You can get down to a few hundred milliseconds round-trip time over 3G with a fair wind and a bit of luck, or tens of milliseconds over wireless. Depends partly on how much BFL controlled the environment that the tests were carried out in. I don't even bother polling my toy mining FPGA for results more than a few times a second; doesn't really matter that much. (Also, it's convenient in an FPGA design to keep the nonce counter rolling continuously and not bother to reset it for new work units, so any delay is likely to be lost in the noise across two trials.)
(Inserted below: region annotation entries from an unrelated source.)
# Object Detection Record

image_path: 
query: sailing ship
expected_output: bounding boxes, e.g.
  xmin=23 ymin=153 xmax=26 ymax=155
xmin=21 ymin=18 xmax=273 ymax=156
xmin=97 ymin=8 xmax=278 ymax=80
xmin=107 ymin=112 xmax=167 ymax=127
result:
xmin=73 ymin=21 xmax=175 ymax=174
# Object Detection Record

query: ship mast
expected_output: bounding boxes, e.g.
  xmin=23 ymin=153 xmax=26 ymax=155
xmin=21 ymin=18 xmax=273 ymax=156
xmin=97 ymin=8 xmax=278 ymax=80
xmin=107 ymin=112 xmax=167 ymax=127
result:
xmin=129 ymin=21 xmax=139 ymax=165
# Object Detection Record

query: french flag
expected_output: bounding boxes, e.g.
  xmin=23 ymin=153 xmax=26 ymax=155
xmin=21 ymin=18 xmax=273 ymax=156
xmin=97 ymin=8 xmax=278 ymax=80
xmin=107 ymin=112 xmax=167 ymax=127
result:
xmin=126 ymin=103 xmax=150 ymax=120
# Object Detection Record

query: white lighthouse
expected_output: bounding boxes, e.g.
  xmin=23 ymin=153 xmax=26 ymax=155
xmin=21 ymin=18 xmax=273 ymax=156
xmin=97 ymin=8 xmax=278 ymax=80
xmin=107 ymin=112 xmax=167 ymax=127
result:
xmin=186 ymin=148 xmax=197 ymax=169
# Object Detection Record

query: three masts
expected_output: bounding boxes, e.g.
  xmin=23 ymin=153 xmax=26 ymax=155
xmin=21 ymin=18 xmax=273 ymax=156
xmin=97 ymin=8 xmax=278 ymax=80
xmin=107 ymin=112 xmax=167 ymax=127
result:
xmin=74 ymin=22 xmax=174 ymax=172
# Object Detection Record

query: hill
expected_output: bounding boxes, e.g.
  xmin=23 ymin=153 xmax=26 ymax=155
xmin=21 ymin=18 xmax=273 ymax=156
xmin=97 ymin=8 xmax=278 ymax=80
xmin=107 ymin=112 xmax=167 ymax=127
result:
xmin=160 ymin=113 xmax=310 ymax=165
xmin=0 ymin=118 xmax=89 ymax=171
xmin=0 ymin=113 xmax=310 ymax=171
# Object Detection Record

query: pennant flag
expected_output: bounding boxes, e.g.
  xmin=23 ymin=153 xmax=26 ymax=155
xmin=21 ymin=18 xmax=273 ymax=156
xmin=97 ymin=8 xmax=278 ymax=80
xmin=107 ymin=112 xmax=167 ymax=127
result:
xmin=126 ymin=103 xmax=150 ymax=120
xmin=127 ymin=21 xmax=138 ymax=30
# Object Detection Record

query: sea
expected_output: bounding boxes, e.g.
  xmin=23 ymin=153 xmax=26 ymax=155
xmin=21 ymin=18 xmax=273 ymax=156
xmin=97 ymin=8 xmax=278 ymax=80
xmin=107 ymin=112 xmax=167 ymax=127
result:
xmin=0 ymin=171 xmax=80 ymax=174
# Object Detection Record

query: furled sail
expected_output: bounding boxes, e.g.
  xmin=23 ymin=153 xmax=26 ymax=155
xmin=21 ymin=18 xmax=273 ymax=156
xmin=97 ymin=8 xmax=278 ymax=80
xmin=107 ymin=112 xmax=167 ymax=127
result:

I know what wireless is available in the building we were in and I know the response times on those routers - they are way too congested to be of any value for that sort of thing. For 3G, I agree, a few hundred ms, so you're looking at .5 seconds on a good day, probably longer on a bad one, so lets go with .5 round trip. That leaves 3.5 seconds to hash ~4.2 billion nonces, which is (off the top of my head) about 1.3 (?) GH/s? That means either a custom build FPGA rig hidden somewhere (expensive) or a multi GPU rig hidden somewhere with custom mining software able to split the data into partitioned nonce ranges (less expensive, more complex) - and all this would have to be done in LESS than 3.5 seconds, meaning they'd need I'd say at least double the hashrate to overcome the latency issues, so 2.6 GH/s.
Now, all that said, please tell me how likely it is that they have a big, complicated back end with custom backend code and custom front end clients to fool people into believing that the preliminary test of a product at least was able to conduct SHA256 hashes... or... wait for it ... they had a device capable of producing SHA256 hashes at the hashrates observed? Mind you, they do not have this complicated back end to get people to believe in a product they are selling... only to fool people into believing there might be a product in the future. And prior to people believing in this product they will have to produce a real product that does what it claims and let it "into the wild" to be raped and pillaged by yours truly to prove that it does what they say it does?
Now keep in mind that 3.5 seconds is under ideal conditions and where we were is decidedly not ideal conditions. Additionally they were ready and willing to go to the datacenter which is essentially one giant faraday cage and would have prevented any sort of reliable (if any) data connection over wireless (either Wifi or 3G).